O tarihlerde Anadolu’da görülen salgın hastalıktan Türklerden de binlerce insan hayatını kaybetmiştir. O dönemde yaşanan bir olaylar düzenli şekilde tutulan arşivlerde mevcuttur.Bu olayların yaşandığı 1915’den 60 yıl sonra Amerika’da Başkonsolosumuz Mehmet Baydar Ermeniler tarafından katledilince, Türk halkı, “Bu neyin düşmanlığı” diye birbirlerine sormaya başladı. Çünkü tarih kitaplarında böyle bir konuyu hiç okumamışlardı.

1994 yılına kadar devam eden cinayetlerde 34 vatan evladı katledilmiş, ancak bu cinayetler dünya kamuoyunda hiç kınanmamıştır. Ermeniler bu cinayetlerle kalmamış, Sovyetler Birliği döneminde Rus ordusunun gücünü kullanarak Karabağ-Hocalı’da Azerbaycan halkına yine mezalim uygulamış ancak ne yazık ki, dünya kamuoyu buna da seyirci kalmış ve bir milyon civarında Azeri halkı yerlerinden, yurtlarından sökülüp atılmıştır.

Türkiye’yi bölmeyi kafasına koyan batılı emperyalistler, asıl soykırıma uğrayan Türkler olmasına rağmen, ülkremizi her platformda mahkum etmek için ellerinden geleni yapmaya devam etmişlerdir.

Oysa Rus lideri Stalin’in bir gecede trenlere bindirip sürgüne gönderdiği milyonlarca Türk’ün akıbetinden ve buna sebep olan sorumlulardan kimse söz etmemiştir.Artık 24 Nisan 1915 tarihi batılı emperyalist Hristiyan dünyasının rüzgarıyla bir soykırım tarihi olarak kabul edilmiştir. Ermenistan’ın Avrupalı destekçileri Türkiye’yi suçlayıcı yasalar, çıkararak mahkum etme yoluna gitmişlerdir.Ermenilerin Türklere yönelik soykırımın kısa bir öyküsünü yazımın başında sizlere sunmaya çalıştım. Ermeni soykırımının izlerini Doğu Anadolu’da rastlamak mümkün?

Soykırımı kim kime yapmıştır? Bunu tespit etmek çok kolay. Devlet arşivleri ortada. 1915 ve sonrasında bölgede yaşanan bütün olay ve bunlara ait belgeler arşivlerde duruyor.
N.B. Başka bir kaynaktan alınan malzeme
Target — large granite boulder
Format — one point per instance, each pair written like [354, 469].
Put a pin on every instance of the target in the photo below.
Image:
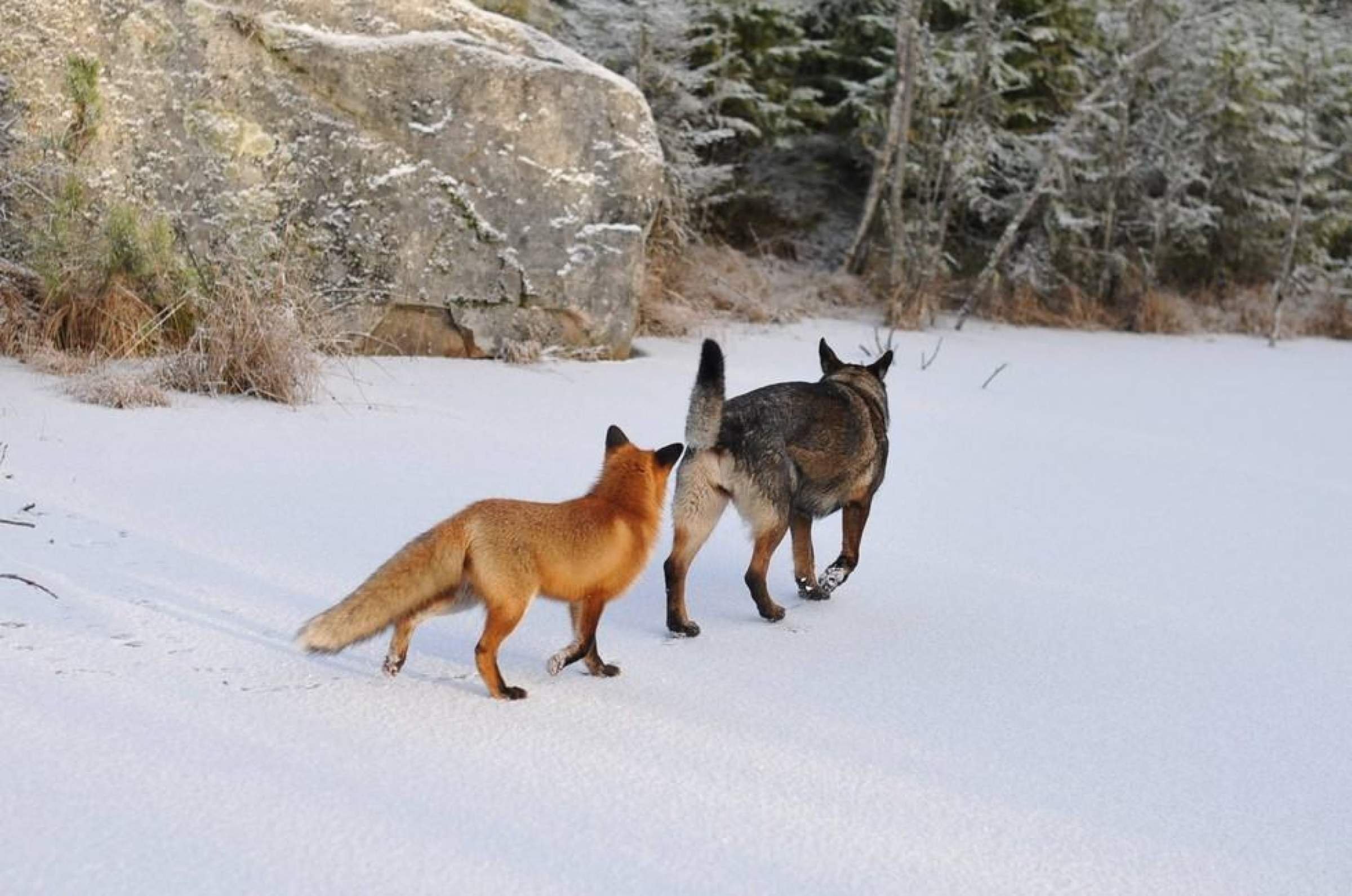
[447, 172]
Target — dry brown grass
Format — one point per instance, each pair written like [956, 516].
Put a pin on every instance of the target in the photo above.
[245, 344]
[917, 309]
[63, 364]
[115, 323]
[1066, 307]
[1333, 319]
[698, 282]
[1163, 313]
[118, 388]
Tarihçilerden oluşacak bir komisyon, konuyu etraflıca araştırarak bir karara varabilir. Ancak böyle bir teklifi Ermeniler ve batılı ülkeler hep reddetmiş ve Türkiye’yi siyasi bir tercihle mahkum etmeyi sürdürmüşlerdir.Şüphesizki geçmişte çok büyük acılar yaşandı. Türkiye 1917’de sorunu çözdü sandı. Ancak ne çareki 20. Yy sonunda Ermeni meselesi büyük bir sorun olarak karşınıza çıktı.

Türkiye, Ermenilere ve onların hamisi batılılarla yüzleşmeye hazır. Ancak onlar anlaşmaya yanaşmıyorlar ve Türkiye’yi siyasibir tercihle tek taraflı eleştirmeye devam ediyorlar. Yani Türkiye emperyal güçler tarafından çoktan mahkum edilmiştir.Sonuç olarak 101 yıl önce Ermeni canilerce katledilen Türklerin aziz hatırası önünde saygı ile eğilir ve onlara Allah’tan rahmet dilerim.